В начале V в. в Акраганте владычествует именитый и деятельный род Эмменидов, восходящий к основателям города. Этот род, прославленный доблестями и гостеприимством, Пиндар называет «зеницей Сицилии» (Ол. II 9). Наибольшего блеска и нищеты Акрагант достигает при тиране Фероне (см. 42, 415), олимпийском чемпионе в колесничем беге (476 г.). Ему Пиндар посвятил вторую Олимпийскую оду об «Островах блаженных». Для поэта Ферон – «оплот Акраганта», «корень от достопрославленных предков» (Ол. II 95); со дня своего основания не рождал город мужа «добрее к друзьям, мужа, щедрее в дарах, чем Ферон». В славе он непревзойден, в доблестях «достиг предела, коснувшись Геракловых столпов» (Пиндар Ол. III 43). Вокруг него царит нескончаемый праздник. Его двор напоминает увеселительный дом; люди в нем живут, не зная будней, не различая дня и ночи, как вечные победители. «Гостеприимные столы» (Пиндар) Ферона ломятся от угощений; хвалебные песенно-мусические ритмы сопровождают сплошное пиршественное застолье. Под защитой власти двор ликует, предавшись чревоугодию, играм, искусствам. Здесь все приемлемо, кроме нормы и благоразумия, ограничений и распорядков. Роскошь, безудержная расточительность возводятся в повседневность; излишества, преувеличения и крайности – в добродетель.

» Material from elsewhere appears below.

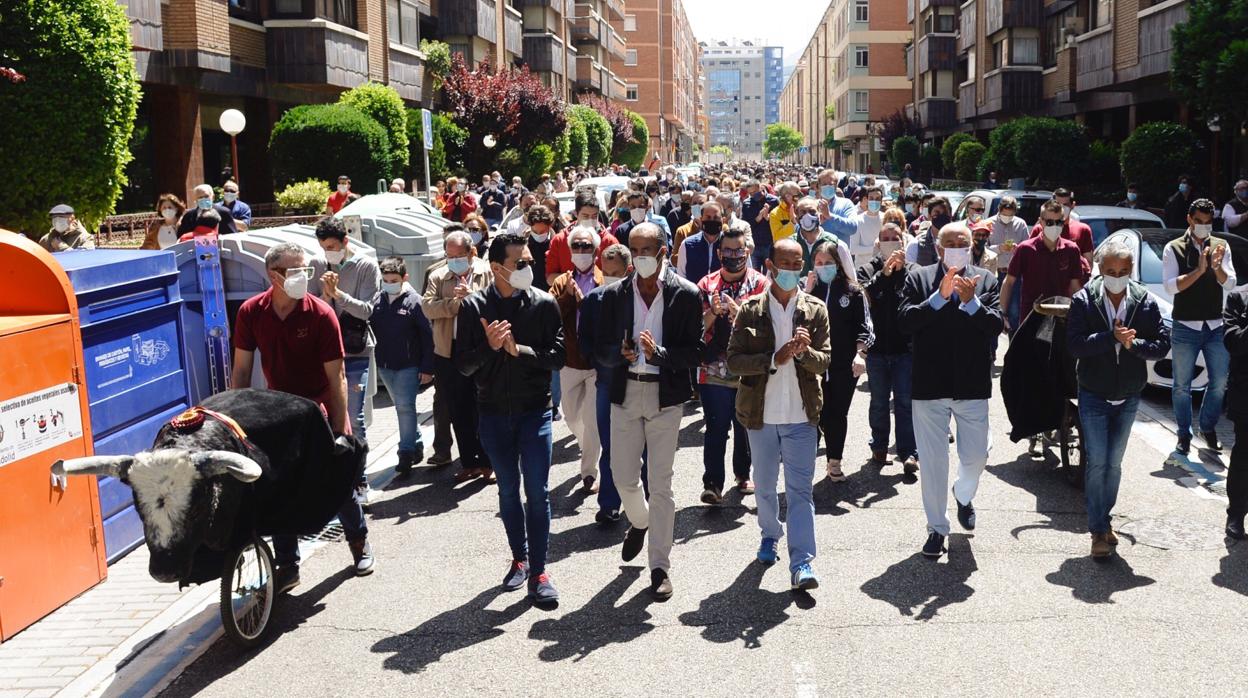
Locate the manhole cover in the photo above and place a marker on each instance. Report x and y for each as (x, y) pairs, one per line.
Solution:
(1174, 535)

Весь город равняется на размашистые дворцовые кутежи; он тоже неистовствует: пьет, ест и веселится. «Акрагантяне, – негодует Эмпедокл, – предаются излишествам, будто собираются завтра умереть, а свои дома строят так, будто рассчитывают жить вечно» (3, 151). Богатая знать, «золотая молодежь» Акраганта задает тон в этой затянувшейся общегосударственной пирушке. Нигде так не пьют, как в Акраганте; для греков акрагантское пьянство образцовое, и в этом смысле с ним бесполезно тягаться. Пить по-акрагантски – значит пить до невменяемости. Историк Тимей (Афиней. Пир софистов II 5) рассказывает о таком случае. Однажды акрагантские юноши в одном частном доме набрались до такой степени, что их, вполне естественно, стало бросать из стороны в сторону. Им показалось, что они на корабле, попавшем в бурю. Думая, что тонут, они стали выбрасывать в окна утварь и все, что ни попадется. Обыватели, долго не размышляя, набросились на вещи и тут же их растащили. На следующий день на суде они всерьез мучились морской болезнью и на вопросы судей, зачем им понадобилось выбрасывать чужую собственность, упорно и всерьез твердили, что плыли на корабле, были застигнуты непогодой и во избежание гибели выбросили балласт в море.

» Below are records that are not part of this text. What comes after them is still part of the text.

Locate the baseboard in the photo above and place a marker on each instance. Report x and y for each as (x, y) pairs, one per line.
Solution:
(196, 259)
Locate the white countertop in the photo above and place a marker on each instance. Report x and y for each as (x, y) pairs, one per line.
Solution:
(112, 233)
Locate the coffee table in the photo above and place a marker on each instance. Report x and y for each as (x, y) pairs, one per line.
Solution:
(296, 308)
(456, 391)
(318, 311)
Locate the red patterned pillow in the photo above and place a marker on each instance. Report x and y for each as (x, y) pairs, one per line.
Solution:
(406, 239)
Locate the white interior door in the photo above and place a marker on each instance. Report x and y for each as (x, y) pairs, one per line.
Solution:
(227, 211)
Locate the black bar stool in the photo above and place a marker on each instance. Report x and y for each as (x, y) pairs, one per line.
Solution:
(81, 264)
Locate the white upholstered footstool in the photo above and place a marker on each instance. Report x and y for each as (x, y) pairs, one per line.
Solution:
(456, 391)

И вот в таком городе, теряющем голову от торжеств, наслаждений и чревоугодных излишеств, городе, неровно танцующем на грани добра и зла, появляется поэт-жрец, философ-моралист и призывает граждан к религиозно-нравственному очищению.
Эмпедокл принадлежал к богатому и политически авторитетному аристократическому дому. Это видно хотя бы из того, что его дед (по имени тоже Эмпедокл) обладал признаками первостепенного достоинства; он держал беговых лошадей для олимпийских состязаний, что было почетным, но чрезвычайно дорогим удовольствием – такую роскошь могли себе позволить только зажиточные и родовитые люди. Влиял Эмпедокл-дед и на государственные дела; о его гражданской высокопоставленности и сановности говорит то, что он имел полномочия и привилегии послов, т. е. действовал как государственное лицо (см. 3, 150). Прославился дед и как олимпийский чемпион – в 496 г. Он выиграл победу в колесничем беге. Это бесспорная гарантия родового и личного авторитета, ибо олимпийские соревнования, особенно в колесничем беге, всегда были борьбой за престиж фамилий. Отец философа, Метон, также увлекался спортом и также был олимпийским победителем.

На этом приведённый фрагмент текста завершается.